The company will invest $1 billion in the project, which includes the construction of a 2 million-square-foot solar photovoltaic cell and panel manufacturing facility that will have an annual production capacity of 3 gigawatts, it said in a statement. Construction on the massive facility is expected to begin in the fall in Inola, Oklahoma, which is located about 27 miles (43 kilometers) east of Tulsa.
“Our selection of Oklahoma is a testament to the strength of the Tulsa Port of Inola site, the state’s commitment to workforce development and an attractive investment climate,” said Giovanni Bertolino, head of Enel North America’s affiliate 3Sun USA.

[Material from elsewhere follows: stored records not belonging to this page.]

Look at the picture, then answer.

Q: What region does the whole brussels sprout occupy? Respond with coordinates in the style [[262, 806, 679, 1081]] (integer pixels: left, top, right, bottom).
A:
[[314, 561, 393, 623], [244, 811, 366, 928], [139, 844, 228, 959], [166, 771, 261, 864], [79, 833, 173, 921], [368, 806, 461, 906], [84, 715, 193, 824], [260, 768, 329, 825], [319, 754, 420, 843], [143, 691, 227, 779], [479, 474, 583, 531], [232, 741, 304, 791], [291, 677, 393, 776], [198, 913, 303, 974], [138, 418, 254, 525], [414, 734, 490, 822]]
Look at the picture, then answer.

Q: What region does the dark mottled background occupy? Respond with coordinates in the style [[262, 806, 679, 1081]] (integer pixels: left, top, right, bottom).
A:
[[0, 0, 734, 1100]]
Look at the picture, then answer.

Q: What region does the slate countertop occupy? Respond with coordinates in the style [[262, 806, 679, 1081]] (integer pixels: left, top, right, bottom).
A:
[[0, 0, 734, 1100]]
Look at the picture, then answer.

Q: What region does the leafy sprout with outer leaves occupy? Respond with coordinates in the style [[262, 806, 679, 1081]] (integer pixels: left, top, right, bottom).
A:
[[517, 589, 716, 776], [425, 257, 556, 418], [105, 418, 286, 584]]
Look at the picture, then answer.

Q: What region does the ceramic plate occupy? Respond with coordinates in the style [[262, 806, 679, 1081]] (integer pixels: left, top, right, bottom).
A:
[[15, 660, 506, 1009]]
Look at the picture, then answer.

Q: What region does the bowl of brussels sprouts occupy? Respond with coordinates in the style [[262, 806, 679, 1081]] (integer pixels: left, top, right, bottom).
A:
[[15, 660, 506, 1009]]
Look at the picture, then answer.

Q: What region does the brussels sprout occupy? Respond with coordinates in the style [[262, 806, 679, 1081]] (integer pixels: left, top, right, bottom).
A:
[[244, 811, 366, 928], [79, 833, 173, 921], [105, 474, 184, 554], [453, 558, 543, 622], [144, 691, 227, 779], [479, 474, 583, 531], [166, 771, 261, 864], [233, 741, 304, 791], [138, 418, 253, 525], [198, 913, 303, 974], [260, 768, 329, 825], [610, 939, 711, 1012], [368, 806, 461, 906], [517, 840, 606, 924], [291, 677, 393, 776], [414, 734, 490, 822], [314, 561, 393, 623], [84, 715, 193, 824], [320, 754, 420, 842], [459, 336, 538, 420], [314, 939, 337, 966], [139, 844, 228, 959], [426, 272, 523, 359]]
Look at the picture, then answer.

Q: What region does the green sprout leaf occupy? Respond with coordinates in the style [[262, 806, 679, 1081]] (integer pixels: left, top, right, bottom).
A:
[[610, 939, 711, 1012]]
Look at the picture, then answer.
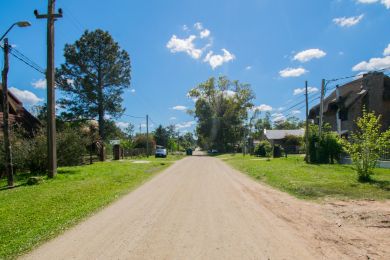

The decision was announced after the Legislature and Gov. Kevin Stitt agreed to provide the company with $180 million in tax rebates if the company reaches certain benchmarks over the next several years. In order to qualify for the entire $180 million, the company would have to spend at least $1.8 billion in qualifying capital expenditures and create 1,400 permanent new jobs.
“Enel’s expansion is a huge win for Oklahoma,” Stitt said in a statement, “and I’m thrilled by their record investment in our state’s economy and workforce, that will have a lasting legacy and continue to impact Oklahomans for generations.”
Enel says it has already invested more than $3 billion over the last decade in 13 wind farms across Oklahoma that generate more than 2 gigawatts of annual production, along with a regional office in Oklahoma City to support its workforce.
Construction of the factory is expected to create more than 1,800 construction jobs and an investment of more than $1 billion. It is expected to create around 1,000 new, permanent jobs by 2025. The company says the project also includes the potential for a second phase that would increase production to 6 gigawatts and create an additional 900 jobs.
Oklahoma lawmakers are also considering a separate package of incentives to lure a second Panasonic manufacturing facility to the Sooner State after the state last year lost out in a bidding war with Kansas, which the Japan-based company ultimately selected as the location for a multibillion- dollar mega-factory to produce electric vehicle batteries for Tesla and other carmakers.